A scent blew in with him. It lingers in the darkness still, a sharp, familiar smell—gasoline and motor oil—and it takes me back to the tire and lube place beside the Great Deal employee lot. There are other memories too, some much older and too dark to look at . . .

Night and silence and blood and gasoline all combining to hiss, You have been here before . . .

and one memory that is new and fresh: the generator in the basement of the villa.

That’s where I am. I’m sure. When Simon showed me the generator, there had been another door; I saw it quite clearly in my mind, pulled out of forgetfulness by the scent of the oil. A wire-mesh door to storerooms and cellars . . .

Simon?

No. I just can’t get my head around the possibility. The fact that I am down here close to where he was working—if that’s where I am—doesn’t mean it has to be him. Anyone could have gone down into the cellar, tracking a little oil and gas in as they did so . . .

The oil and gas prove nothing. I try to remember if I had smelled it the first time he came in to question me, but I can’t remember it.
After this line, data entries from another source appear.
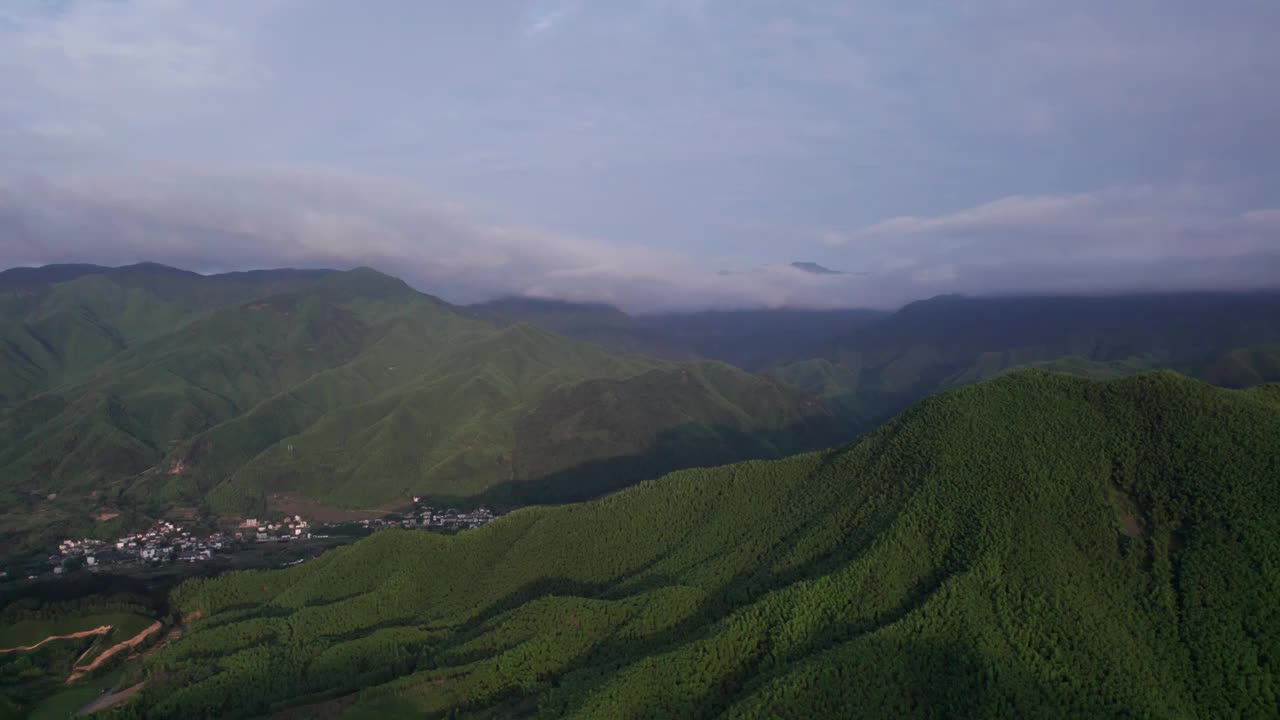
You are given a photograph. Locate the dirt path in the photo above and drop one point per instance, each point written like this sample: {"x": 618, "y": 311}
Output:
{"x": 110, "y": 700}
{"x": 112, "y": 651}
{"x": 99, "y": 630}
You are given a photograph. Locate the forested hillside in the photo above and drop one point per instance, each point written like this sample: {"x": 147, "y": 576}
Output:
{"x": 1032, "y": 546}
{"x": 135, "y": 390}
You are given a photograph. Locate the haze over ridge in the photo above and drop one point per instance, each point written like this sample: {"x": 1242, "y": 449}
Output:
{"x": 627, "y": 153}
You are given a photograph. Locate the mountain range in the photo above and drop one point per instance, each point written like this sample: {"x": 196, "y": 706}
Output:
{"x": 135, "y": 390}
{"x": 138, "y": 391}
{"x": 1031, "y": 546}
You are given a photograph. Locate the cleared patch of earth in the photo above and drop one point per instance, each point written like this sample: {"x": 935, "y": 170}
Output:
{"x": 110, "y": 700}
{"x": 320, "y": 513}
{"x": 112, "y": 651}
{"x": 99, "y": 630}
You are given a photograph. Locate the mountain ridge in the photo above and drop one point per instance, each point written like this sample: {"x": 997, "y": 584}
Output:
{"x": 1032, "y": 545}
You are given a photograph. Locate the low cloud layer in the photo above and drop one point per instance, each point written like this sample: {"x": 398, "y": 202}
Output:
{"x": 652, "y": 153}
{"x": 1130, "y": 238}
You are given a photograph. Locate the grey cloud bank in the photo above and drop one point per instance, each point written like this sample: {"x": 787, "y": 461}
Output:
{"x": 626, "y": 151}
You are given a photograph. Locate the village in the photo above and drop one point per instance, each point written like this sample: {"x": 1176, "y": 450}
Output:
{"x": 169, "y": 542}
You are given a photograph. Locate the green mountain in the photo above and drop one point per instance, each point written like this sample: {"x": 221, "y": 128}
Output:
{"x": 1033, "y": 546}
{"x": 144, "y": 388}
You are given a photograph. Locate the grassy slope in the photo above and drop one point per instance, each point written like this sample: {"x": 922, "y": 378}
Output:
{"x": 1037, "y": 545}
{"x": 347, "y": 388}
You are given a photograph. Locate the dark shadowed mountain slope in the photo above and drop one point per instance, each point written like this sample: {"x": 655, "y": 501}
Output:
{"x": 144, "y": 388}
{"x": 1226, "y": 338}
{"x": 1032, "y": 546}
{"x": 753, "y": 340}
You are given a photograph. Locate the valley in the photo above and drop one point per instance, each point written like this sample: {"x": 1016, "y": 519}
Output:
{"x": 956, "y": 495}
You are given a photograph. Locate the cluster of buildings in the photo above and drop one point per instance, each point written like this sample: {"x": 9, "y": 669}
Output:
{"x": 448, "y": 519}
{"x": 424, "y": 518}
{"x": 164, "y": 542}
{"x": 167, "y": 542}
{"x": 286, "y": 529}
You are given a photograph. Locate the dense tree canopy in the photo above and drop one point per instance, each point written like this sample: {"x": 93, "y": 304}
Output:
{"x": 1037, "y": 545}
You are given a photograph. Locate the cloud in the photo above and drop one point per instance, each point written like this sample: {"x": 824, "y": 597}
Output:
{"x": 1112, "y": 240}
{"x": 240, "y": 219}
{"x": 1144, "y": 237}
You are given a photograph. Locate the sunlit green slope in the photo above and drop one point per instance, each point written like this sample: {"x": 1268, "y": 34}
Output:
{"x": 1032, "y": 546}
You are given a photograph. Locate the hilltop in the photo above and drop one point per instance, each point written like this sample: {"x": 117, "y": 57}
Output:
{"x": 1036, "y": 545}
{"x": 133, "y": 391}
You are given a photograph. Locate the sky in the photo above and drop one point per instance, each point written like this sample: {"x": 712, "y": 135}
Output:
{"x": 654, "y": 154}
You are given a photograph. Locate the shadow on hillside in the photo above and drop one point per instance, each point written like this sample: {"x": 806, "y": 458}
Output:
{"x": 691, "y": 445}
It strikes me as I compare the two visits that his demeanor felt quite different that first time, more reserved, less coldly playful. I don’t know what to do with that and come back to the smell, remembering that I noticed something else under the odor of oiled machinery. I reached for it with my mind and came up with, Rubber.

I frown to myself, pushing at the idea, but it holds up. Yes. Some kind of pliable rubberized plastic. And when I tried to hit him—more a panicked reflex than a real strike—I made contact with something hard where his face should be. That had felt familiar too. I put the two together, the plasticky scent and the stiff, resistant something around his head that had made it seem too big for his body: like the bull head of the Minotaur. But suddenly I am sure, though my certainty leaves me almost as bewildered as I had been when I didn’t know.

He is wearing the scuba mask.





Chapter Twenty

The power was still out. I wasn’t sure why that pissed everyone off so much, but it did.

“We’ll have to get more gas while we’re out,” said Simon. “Maybe pick up some more cans too, in case it doesn’t get fixed in the next few days.”

“Few days?” said Gretchen, dismayed. “Why does it take so long? It’s not even raining now.”